So given the following:

void Hello()
{
  std::cout << "Hello\n";
}

int main()
{
  Hello();
  return 0;
}

When the Hello function is inlined, you will get the equivalent of:

int main()
{
  // Hello();
  std::cout << "Hello\n"; // This is the content of function Hello().
  return 0;
}

The compiler is allowed to inline functions that are not marked as being inlined. This feature is often triggered by an optimization setting.

Edit 1: Common reason for inlining
A common reason for inlining a function is when the content is smaller or equal than the overhead to call the function.

There is a protocol associated with call a function, such as moving parameters to the stack or registers. The protocol exists regardless of the size of the function. So, inlining will remove the calling protocol (thus reducing program code size and increasing performance).

Another reason to inline is to reduce the quantity of function calls. In some processors, a branch instruction (function call), causes the instruction cache (or pipeline) to be reloaded. This takes time. Inlining reduces the function calls and improves execution time.

Edit 2: Code Bloat
One reason to create functions is to reduce code size. Inlining of large functions may result in code bloat or the increasing of the program's size.

Code bloat and function inlining are under the Time versus Space trade off. Inlining of large functions may speed up execution, but you are trading space for it. Place common code into functions may decrease the size of your program, but take more time to execute.

The point 1) means that I can give different implementation as long as they're in different translation units

No, it says you can have more than one implementation. It does not say they can be different. The implementations must all be identical.

I'm puzzled in the case I have a source file source.cc with a declaration for func and an header file with another declaration of func the translation unit is the pair source.cc+header.h and in such a case having declared two times func doesn't make any sense, is that right?

You can declare a function as many times as you like, in as many translation units as you like, regardless of whether or not it is inline.
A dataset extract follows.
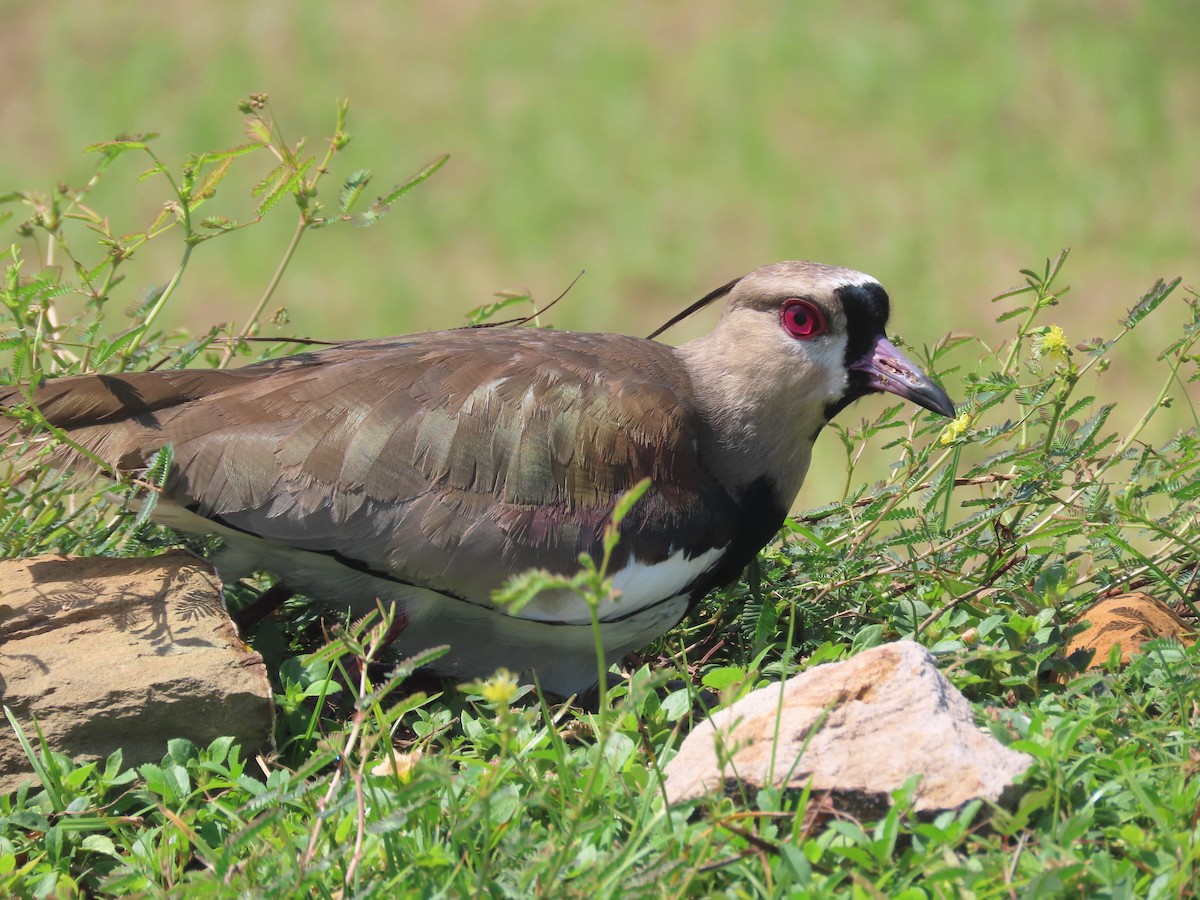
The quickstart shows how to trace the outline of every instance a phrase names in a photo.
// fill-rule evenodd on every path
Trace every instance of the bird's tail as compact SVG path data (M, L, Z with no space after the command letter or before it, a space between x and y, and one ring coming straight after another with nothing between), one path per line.
M136 471L171 440L164 422L172 411L235 378L232 372L172 370L52 378L34 390L3 386L0 446L9 462L51 447L54 465Z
Inline is not a factor here.

2) The definition of an inline function or variable (since C++17) must be present in the translation unit where it is accessed.

This is the usual case where I separate definition from declaration, the first in an header file, the second one is in the source file, if I need to use the function I have to include only the header right? The access point would be provided by the source during the linking phase, correct?
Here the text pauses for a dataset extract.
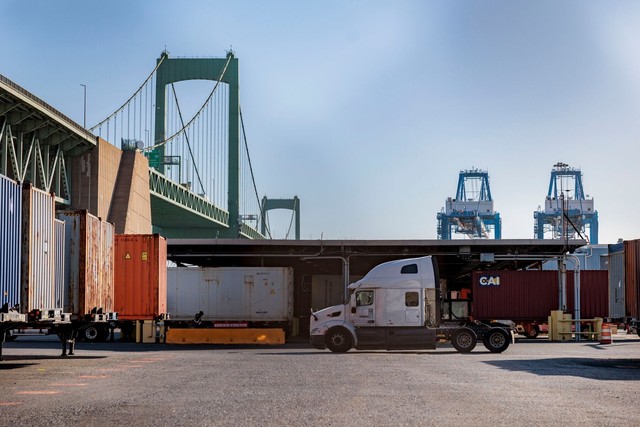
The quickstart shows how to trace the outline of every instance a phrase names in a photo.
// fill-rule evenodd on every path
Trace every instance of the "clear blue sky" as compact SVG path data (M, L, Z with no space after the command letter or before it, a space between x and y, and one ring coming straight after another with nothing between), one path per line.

No, the definition of an inline function must be present in every TU that uses it, before the linking phase. It is the purpose of inline functions to allow definitions in multiple TUs; you use inline when you want to put the definition of a function in a header.

The case 3) states that the keyword inline is mandatory unless the function to be declared is static.

No, it doesn't say that at all, I don't know how you could have interpreted it that way. It just says that an inline static function has internal linkage, and an inline non-static function has external linkage, and subpoints 3.1 and 3.2 apply to inline functions with external linkage.

In practice a function should be inline when such a function is very small, but not always the compiler would inline the function declared as inline, for example if it has loops inside or recursion (Effective C++ states so). In general then it's compiler dependent, I the wonder now...

Say I have two functions the first one is self-contained (it doesn't internally call any-other function), the second one call's the first one (you can assume they're both 10 lines for sake of argument). Should both of them declared inline? should they be declared in an header file? or should I separate definition in an header file and the implementation in an source file? What would be better?

Whether or not the optimizer will perform inline substitution of a function body is not strongly correlated with whether it is an inline function. The optimizer will figure out for itself whether to perform inline substitution of a function, regardless of whether or not it is an inline function. You declare functions inline if you want to put their definition in a header.